How much of our body do we need to survive?

18 July 2014

Question

How much of my body could I live without? People donate a pint or so of blood, a kidney maybe, and can live without limbs, but what's the limit? How much of our body do we really need?

Answer

Georgia - Over to Elena Teh, Cambridge University medical student, lending us a hand to find the answer.

Elena - Lots of people live having had lots of bits like kidneys and livers taken out. And the answer is more complicated these days where we have very clever machines that can pump blood around our body just like our hearts can and they put oxygen in our blood just like our lungs do, and they can clean our blood like our kidneys can.

Georgia - But without these machines, what are the bits of our bodies we just can't do without?
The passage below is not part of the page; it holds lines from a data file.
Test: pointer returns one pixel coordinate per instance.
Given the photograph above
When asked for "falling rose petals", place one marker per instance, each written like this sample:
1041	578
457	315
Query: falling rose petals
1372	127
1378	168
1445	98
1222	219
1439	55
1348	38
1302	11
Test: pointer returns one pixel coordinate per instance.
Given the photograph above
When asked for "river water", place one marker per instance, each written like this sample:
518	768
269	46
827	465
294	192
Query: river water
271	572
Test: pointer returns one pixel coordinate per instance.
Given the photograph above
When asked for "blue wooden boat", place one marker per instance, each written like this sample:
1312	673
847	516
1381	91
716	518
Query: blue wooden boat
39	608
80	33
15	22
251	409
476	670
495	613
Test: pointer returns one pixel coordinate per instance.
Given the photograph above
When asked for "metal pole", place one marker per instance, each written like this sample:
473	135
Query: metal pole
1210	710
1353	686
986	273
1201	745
Elena - Firstly, we need our brains and spinal cord to work. They control our breathing and heart rates. It's mostly the bottom of our brains that do these things. So, in theory, we could take out the frontal lobes which control our personality and still be fine. We also need our hearts to pump blood which carries oxygen and other nutrients to the rest of our body. Then we need our lungs or rather, 'a lung'. We really only need one good lung to live, but it's nice to have two just in case. We also need a liver to process all the drugs and toxins that enter our bodies, but only a chunk of it, as it's a clever little thing that grows as much as we need it to. We also need a kidney, but just one will do and a gut, but we only need a meter and a half of small bowel, and there's no need for our large bowels if we really don't want it. We also need some skin to keep the bad bugs out and the water in so that we don't get too dehydrated. Everything else like our limbs, our eyes, our ears, nose, teeth, hair, appendix, reproductive organs, pancreas, spleen, oesophagus, belly buttons, these really are just a luxury. It's definitely very nice to have them all, but we are able to stay alive without them.